March 8, 2013 § 1 Comment
I began my research this week at the microfilm library but was overwhelmed by the amount available. I tried looking at coverage of the 1972 Olympic Opening Ceremony in Munich using the Suddeutsche Zeitung (South Germany Newspaper), but was pretty disappointed. It was difficult to find news articles on the Ceremony; perhaps a special Olympic paper provided coverage, or maybe I was not looking at the right place.
I have decided to hold off on the microfilm library until I have a particular date I want to investigate, so instead I have been using online newspaper databases. The German Language News and Magazines database seemed very promising, but I could not seem to access it; every time I tried to follow the link, I got an error message. Proquest Historical Newspapers provided a handful of interesting articles on Ilona Slupianek, the East German shot putter who was disqualified from the 1977 European Championships in Helsinki. Most of the information in the article I could have easily founded from wikipedia; I was looking for more of an opinionated piece.
I feel like I will utilize newspapers more once I have specified my topic.
February 28, 2013 § Leave a comment
My success in Bancroft library was severely limited by my topic, the Olympic Games during the Cold War. Initially I had a difficult time searching for sources, as my go-to keywords – “Cold War Olympi*” turned up absolutely nothing. I then tried “Olympi*” and was overwhelmed by information on Seattle. I ended up finding a few things of interest on the 1984 Los Angeles games, and a compilation of articles written for the Los Angeles Times on expected outcomes for the games interested me most.

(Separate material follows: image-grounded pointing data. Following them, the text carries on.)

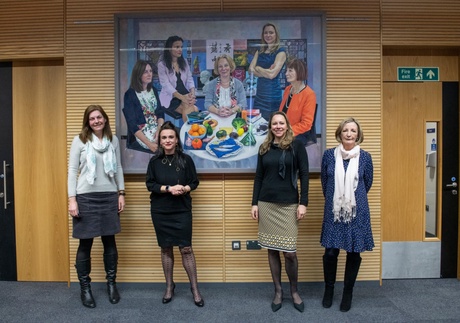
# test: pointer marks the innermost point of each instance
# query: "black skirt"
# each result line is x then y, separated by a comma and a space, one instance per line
98, 215
173, 229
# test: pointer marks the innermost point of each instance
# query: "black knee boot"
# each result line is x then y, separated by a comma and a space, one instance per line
330, 273
83, 270
351, 272
110, 265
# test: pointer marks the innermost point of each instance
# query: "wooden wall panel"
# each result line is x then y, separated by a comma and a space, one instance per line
420, 23
406, 108
222, 202
40, 170
404, 141
31, 29
82, 32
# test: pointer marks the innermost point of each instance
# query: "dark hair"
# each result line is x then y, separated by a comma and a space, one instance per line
231, 63
86, 130
338, 131
285, 142
178, 152
167, 58
299, 67
137, 73
264, 45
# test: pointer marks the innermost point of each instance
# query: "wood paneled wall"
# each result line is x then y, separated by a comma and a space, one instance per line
83, 33
40, 171
32, 29
408, 106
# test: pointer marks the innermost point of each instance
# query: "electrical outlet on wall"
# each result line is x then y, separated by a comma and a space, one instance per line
252, 245
236, 245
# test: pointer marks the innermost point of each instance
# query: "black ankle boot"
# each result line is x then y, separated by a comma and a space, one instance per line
351, 273
330, 272
110, 265
83, 270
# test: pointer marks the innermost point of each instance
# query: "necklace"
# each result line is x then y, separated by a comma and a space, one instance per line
297, 91
166, 160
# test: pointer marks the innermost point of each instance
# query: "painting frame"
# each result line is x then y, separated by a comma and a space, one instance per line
142, 36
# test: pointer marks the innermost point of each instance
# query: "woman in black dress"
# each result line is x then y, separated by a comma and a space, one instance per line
171, 176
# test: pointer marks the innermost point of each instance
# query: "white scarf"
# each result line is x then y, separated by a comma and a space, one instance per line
108, 157
345, 184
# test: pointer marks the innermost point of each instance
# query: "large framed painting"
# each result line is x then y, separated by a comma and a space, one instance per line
218, 143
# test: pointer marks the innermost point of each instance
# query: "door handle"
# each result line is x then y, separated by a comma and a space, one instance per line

I wanted to find out more about the Soviet boycott, but after skimming through a few articles, it dawned on me that the authors wrote far enough in advance that the boycott had not yet been revealed. I find it hard to believe that these reporters who traveled all over the world interviewing athletes and observing competitions did not realize the USSR would boycott, but perhaps that is simply historical hindsight. Although this book was indeed interesting, it was not what I was looking for.